Breast milk will contain antibodies and other anti-infection agents, but this is not known to prevent early-onset infection in the way that this can prevent late-onset infection. The start of early-onset GBS infection is usually too early for that protective effect, bearing in mind that very little breast milk is produced initially. And, although a very tiny amount of penicillin will be excreted in breast milk, we know of no research showing the penicillin persists for 4 weeks - indeed, the reason that it should be offered at 4 hourly intervals in labour is because it's cleared relatively rapidly from the body.

There is a risk of invasive GBS infection developing in the baby when the mother is known to be colonised with GBS. Statistically she is more likely to have a baby who is not infected, but if she would like to minimise this risk, then intravenous antibiotics in labour is the best way to reduce that risk. There are theoretical risks in having intravenous antibiotics in labour for both the mother and her baby so the mother, in conjunction with her health professionals should make the decision about what is best for her and her baby based on the balance of risks. The consequence of declining intravenous antibiotics in labour is an increased (albeit relatively small) risk of her baby having invasive GBS infection - however, the choice should absolutely be hers. Some mothers may be happier with a low threshold for antibiotics being given to her or her baby, depending on what happens around the time of her delivery (for example, if another risk factor develops) and what condition her baby is in at birth. If she declines intravenous antibiotics in labour, our medical panel would strongly advise a minimum of 12 hours temp/ pulse/resps monitoring (and preferably for 24 hours).
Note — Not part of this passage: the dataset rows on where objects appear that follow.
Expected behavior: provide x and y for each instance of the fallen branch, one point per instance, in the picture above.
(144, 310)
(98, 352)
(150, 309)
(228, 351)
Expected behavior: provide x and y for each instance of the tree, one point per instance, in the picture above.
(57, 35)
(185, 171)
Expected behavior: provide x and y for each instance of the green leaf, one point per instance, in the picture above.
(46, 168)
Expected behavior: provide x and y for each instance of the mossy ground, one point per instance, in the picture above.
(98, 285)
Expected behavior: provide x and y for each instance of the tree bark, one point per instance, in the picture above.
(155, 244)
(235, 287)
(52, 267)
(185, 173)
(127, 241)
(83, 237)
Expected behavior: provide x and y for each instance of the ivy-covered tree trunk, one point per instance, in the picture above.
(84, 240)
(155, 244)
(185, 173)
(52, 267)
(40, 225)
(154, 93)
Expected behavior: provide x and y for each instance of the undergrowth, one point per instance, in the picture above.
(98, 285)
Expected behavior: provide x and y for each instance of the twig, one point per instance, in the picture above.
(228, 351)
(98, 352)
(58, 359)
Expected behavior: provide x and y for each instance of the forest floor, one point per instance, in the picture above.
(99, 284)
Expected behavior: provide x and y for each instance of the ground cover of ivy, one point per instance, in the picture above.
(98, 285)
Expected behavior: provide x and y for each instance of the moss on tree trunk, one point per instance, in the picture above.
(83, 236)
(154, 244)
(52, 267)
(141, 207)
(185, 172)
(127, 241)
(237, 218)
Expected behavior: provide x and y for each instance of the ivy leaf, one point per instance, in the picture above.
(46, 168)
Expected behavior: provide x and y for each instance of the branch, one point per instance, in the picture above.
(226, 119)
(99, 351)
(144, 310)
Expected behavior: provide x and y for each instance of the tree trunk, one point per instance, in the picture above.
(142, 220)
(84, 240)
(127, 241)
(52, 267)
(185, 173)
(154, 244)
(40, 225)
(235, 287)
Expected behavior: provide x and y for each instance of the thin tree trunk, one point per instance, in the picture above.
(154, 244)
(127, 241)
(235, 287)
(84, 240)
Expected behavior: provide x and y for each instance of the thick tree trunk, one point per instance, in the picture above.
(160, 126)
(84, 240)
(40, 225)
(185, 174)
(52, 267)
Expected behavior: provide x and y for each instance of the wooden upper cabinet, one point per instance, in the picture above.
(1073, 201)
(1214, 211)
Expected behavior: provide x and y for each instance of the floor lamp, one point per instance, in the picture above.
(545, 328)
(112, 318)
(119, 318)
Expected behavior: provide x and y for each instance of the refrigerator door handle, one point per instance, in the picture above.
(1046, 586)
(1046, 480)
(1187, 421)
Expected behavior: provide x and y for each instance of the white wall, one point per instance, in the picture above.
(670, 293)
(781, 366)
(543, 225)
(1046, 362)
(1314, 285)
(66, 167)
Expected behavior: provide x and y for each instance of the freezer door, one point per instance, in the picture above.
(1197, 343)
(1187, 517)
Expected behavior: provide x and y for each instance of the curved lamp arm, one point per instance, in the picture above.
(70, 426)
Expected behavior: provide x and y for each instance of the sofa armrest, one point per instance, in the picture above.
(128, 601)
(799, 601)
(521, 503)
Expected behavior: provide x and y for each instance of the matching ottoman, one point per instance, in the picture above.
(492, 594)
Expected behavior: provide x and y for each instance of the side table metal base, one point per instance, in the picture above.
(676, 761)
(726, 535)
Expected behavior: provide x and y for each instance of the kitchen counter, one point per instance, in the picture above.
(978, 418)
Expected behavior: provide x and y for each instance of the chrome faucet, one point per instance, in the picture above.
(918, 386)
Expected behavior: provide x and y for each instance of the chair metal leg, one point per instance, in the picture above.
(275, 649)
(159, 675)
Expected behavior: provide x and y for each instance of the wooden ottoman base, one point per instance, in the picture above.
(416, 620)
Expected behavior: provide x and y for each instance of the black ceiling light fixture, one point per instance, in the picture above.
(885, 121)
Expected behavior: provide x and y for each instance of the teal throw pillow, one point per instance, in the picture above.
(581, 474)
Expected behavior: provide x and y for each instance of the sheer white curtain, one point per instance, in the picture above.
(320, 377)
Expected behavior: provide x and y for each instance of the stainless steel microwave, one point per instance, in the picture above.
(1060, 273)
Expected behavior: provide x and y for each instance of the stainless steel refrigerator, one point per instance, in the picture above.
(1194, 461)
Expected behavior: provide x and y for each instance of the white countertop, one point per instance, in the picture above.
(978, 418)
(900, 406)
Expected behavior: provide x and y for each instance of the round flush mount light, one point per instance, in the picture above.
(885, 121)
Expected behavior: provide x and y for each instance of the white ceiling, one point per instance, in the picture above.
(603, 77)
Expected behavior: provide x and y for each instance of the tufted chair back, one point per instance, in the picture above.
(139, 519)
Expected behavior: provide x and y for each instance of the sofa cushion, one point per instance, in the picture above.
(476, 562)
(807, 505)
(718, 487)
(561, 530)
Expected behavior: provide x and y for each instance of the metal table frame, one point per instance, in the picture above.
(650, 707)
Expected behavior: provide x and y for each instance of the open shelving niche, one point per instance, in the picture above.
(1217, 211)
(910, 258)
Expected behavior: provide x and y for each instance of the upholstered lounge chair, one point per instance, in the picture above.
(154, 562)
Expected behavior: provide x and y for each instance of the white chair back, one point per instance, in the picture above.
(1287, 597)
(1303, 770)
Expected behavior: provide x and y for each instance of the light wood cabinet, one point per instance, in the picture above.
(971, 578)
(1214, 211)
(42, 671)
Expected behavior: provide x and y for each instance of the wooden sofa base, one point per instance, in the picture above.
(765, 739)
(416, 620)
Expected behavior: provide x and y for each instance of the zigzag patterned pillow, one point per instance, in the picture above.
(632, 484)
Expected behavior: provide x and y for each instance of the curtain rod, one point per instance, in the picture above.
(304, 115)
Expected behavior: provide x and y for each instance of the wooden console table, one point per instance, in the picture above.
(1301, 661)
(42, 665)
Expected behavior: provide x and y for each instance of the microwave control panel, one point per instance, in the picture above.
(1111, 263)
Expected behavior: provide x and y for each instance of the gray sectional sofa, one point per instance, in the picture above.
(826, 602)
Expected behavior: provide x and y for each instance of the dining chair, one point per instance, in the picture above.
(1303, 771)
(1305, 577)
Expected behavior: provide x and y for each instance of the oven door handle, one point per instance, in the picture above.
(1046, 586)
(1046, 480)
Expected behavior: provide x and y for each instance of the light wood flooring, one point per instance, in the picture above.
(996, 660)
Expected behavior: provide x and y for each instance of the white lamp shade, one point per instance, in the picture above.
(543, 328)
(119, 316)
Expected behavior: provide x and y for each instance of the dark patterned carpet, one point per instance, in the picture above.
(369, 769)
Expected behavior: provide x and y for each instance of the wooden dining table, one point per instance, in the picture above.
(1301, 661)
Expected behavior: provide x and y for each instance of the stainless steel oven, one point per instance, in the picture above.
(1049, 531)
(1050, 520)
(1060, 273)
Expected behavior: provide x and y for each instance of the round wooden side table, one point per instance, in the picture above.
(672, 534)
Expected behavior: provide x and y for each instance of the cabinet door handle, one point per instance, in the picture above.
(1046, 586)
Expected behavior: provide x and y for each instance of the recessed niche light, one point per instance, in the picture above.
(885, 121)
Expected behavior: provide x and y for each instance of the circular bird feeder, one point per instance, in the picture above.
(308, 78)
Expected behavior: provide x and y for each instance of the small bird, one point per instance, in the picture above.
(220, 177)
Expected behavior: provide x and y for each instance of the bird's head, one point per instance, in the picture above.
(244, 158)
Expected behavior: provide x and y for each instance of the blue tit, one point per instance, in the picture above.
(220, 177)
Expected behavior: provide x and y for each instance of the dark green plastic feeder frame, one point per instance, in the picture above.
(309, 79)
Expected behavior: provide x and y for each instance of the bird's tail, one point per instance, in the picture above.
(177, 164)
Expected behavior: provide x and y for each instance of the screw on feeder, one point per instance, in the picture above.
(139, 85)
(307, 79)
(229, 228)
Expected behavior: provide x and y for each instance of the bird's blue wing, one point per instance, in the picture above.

I would reiterate that the charity's position is that this is a question of balancing risks and the decision about antibiotics is ultimately up to her. Unfortunately, the specific questions she asks are not answerable - we have seen no studies of early onset GBS infection looking at early versus late cord clamping, or breast feeding. While both of these behaviours are laudable in themselves, we no of no research which indicates they could be the answer to early onset GBS infection.